The cry keened over the tops of the parked c
ars, and looking upward toward its source he saw Freddie the Hustler atop a delivery van.
“Get that black bastard,” Two-Star said.
Four of the Patriots separated from the jury and swung out through the cars, but they wore hobnailed boots and Freddie wore sneakers. His first leap over the four-man net closing in on him cleared two autos and placed him atop a station wagon. Freddie had covered fifteen feet in a standing broad jump.
It seemed incredible to Ward that members of the same club could do to each other what these men obviously feared, but more frightening was the knowledge that he had stood vulnerable before them for so long. Figuring Two-Star, in front of him, for a right-footed kicker, Ward swung his left thigh forward.
“We’re doing no crotch job on you, son,” Two-Star explained with absurd gentleness. “We’re only giving you a haircut.”
He turned to his leathery-faced subaltern. “Where’s the Barber?”
“Chasing the jig.”
“Forget him, Brazos. We’ve got a trial to conduct.”
“Barber, front and center,” the One-Star, Brazos, yelled. “With clippers.”

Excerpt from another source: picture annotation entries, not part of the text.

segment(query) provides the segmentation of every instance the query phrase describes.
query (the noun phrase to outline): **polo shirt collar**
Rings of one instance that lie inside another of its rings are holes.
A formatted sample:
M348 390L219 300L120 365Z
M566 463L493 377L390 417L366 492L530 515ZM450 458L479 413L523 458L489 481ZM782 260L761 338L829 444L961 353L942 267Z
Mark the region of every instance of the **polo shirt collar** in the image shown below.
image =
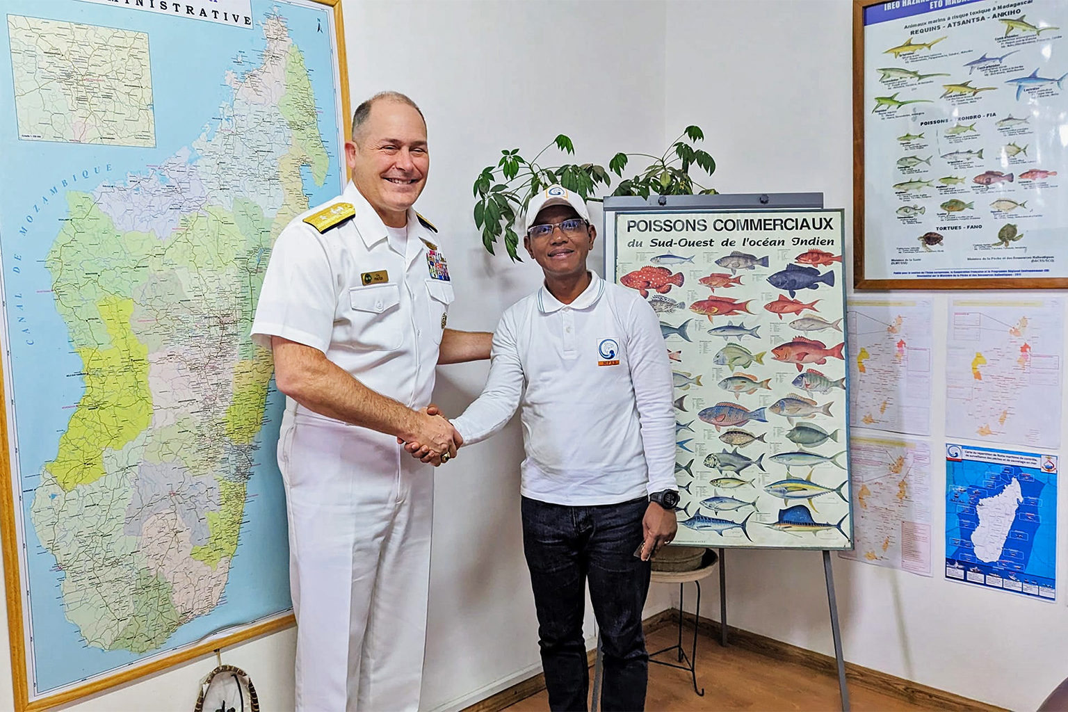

A clean-cut, helmeted youth with blond eyebrows emerged from between the cars, holding a short length of sprocket chain in each hand. He cast a casual but professional glance at Ward’s hair as he, too, stood sideways in front of Ward. Ridiculous though the precaution was, Ward realized that the youth was guarding his crotch from Ward.
“How do you want him styled, Ball Bearing?”
Two-Star rubbed his chin reflectively. “All he’s guilty of is the intent to lay Little Mama. That’s worth only a Sing Sing or at most a modified Monk, but Big Papa was unhappy about the way he pussyfooted around Little Mama and it might make Big Papa unhappy if we let him off with less than a Mohawk.”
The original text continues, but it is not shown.